Biomarker discovery: quantification of microRNAs and other small non-coding RNAs using next generation sequencing

Juan Pablo Lopez  1   2 Alpha Diallo  3 Cristiana Cruceanu  4   5 Laura M Fiori  6 Sylvie Laboissiere  7 Isabelle Guillet  8 Joelle Fontaine  9 Jiannis Ragoussis  10   11 Vladimir Benes  12 Gustavo Turecki  13   14 Carl Ernst  15   16
Affiliations

Biomarker discovery: quantification of microRNAs and other small non-coding RNAs using next generation sequencing

Juan Pablo Lopez et al. BMC Med Genomics. .

Abstract

Background: Small ncRNAs (sncRNAs) offer great hope as biomarkers of disease and response to treatment. This has been highlighted in the context of several medical conditions such as cancer, liver disease, cardiovascular disease, and central nervous system disorders, among many others. Here we assessed several steps involved in the development of an ncRNA biomarker discovery pipeline, ranging from sample preparation to bioinformatic processing of small RNA sequencing data.

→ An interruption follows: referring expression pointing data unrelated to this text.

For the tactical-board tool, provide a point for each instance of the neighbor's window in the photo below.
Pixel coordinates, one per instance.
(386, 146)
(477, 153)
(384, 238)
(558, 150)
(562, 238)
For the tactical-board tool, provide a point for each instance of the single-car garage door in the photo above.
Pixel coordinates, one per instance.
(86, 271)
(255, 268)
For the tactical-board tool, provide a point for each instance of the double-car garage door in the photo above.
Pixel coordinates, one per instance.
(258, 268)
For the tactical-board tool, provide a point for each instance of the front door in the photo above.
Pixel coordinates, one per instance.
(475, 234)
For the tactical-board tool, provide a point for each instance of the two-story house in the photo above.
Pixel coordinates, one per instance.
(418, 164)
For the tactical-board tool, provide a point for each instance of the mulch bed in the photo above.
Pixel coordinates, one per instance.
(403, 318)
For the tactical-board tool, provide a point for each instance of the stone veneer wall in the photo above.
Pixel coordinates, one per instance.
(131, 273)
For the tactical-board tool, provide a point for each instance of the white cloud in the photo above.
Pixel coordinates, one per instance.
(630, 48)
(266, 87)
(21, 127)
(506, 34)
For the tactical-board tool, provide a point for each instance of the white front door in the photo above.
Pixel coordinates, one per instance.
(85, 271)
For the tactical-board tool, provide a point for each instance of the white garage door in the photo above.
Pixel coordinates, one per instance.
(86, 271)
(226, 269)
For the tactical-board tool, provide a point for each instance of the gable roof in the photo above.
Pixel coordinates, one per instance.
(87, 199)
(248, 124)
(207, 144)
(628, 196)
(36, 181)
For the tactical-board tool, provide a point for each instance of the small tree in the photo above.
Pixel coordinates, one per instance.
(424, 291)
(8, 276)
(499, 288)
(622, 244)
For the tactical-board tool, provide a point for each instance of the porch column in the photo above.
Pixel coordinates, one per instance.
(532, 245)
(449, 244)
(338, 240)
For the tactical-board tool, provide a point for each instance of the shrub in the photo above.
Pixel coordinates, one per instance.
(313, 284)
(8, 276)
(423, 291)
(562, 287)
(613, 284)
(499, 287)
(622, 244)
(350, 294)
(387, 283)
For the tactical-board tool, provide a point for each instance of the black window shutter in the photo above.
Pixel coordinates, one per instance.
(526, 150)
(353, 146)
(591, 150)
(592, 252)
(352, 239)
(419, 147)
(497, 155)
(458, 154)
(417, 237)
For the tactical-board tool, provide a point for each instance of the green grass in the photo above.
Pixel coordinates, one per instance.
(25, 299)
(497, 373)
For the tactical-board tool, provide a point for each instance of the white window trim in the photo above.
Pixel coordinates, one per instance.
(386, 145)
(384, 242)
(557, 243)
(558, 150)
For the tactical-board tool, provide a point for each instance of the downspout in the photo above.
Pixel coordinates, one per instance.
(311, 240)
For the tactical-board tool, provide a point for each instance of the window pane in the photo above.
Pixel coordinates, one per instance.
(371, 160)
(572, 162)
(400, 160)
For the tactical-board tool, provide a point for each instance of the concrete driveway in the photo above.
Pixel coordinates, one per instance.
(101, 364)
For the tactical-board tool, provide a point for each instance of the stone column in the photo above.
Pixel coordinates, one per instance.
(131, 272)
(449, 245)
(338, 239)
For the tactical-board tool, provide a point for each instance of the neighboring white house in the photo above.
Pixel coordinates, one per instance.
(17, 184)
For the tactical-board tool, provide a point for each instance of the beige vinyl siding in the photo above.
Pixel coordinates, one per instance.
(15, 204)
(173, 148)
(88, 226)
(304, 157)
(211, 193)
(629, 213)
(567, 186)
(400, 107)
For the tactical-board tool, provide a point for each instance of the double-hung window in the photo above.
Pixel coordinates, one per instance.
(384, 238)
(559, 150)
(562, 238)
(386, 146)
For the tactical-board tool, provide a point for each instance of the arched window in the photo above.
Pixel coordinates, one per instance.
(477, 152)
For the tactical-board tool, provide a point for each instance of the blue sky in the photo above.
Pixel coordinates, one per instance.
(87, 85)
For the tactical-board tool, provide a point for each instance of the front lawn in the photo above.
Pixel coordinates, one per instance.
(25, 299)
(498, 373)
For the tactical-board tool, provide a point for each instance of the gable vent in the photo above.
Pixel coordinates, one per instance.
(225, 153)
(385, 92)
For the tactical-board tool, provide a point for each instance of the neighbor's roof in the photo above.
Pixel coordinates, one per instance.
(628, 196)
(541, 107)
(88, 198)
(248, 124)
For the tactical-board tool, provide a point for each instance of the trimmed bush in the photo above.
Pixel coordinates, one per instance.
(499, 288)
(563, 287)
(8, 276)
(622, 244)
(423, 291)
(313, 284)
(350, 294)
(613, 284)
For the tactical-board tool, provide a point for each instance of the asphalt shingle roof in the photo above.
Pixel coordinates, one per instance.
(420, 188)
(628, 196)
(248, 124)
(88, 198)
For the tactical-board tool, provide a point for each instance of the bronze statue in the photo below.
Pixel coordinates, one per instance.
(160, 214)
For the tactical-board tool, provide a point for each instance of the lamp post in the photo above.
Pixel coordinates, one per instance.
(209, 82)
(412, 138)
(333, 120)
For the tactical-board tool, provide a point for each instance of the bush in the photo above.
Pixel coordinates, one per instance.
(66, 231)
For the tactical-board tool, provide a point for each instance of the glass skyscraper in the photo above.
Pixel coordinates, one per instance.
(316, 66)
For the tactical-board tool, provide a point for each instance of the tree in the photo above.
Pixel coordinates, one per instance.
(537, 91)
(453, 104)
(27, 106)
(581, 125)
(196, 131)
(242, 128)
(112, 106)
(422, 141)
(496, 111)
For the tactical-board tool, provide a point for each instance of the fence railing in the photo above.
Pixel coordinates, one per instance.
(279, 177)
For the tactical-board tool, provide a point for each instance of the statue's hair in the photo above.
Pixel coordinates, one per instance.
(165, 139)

Methods: A total of 45 biological samples were included in the present study. All libraries were prepared using the Illumina TruSeq Small RNA protocol and sequenced using the HiSeq2500 or MiSeq Illumina sequencers. Small RNA sequencing data was validated using qRT-PCR. At each stage, we evaluated the pros and cons of different techniques that may be suitable for different experimental designs. Evaluation methods included quality of data output in relation to hands-on laboratory time, cost, and efficiency of processing.

Results: Our results show that good quality sequencing libraries can be prepared from small amounts of total RNA and that varying degradation levels in the samples do not have a significant effect on the overall quantification of sncRNAs via NGS. In addition, we describe the strengths and limitations of three commercially available library preparation methods: (1) Novex TBE PAGE gel; (2) Pippin Prep automated gel system; and (3) AMPure XP beads. We describe our bioinformatics pipeline, provide recommendations for sequencing coverage, and describe in detail the expression and distribution of all sncRNAs in four human tissues: whole-blood, brain, heart and liver.

Conclusions: Ultimately this study provides tools and outcome metrics that will aid researchers and clinicians in choosing an appropriate and effective high-throughput sequencing quantification method for various study designs, and overall generating valuable information that can contribute to our understanding of small ncRNAs as potential biomarkers and mediators of biological functions and disease.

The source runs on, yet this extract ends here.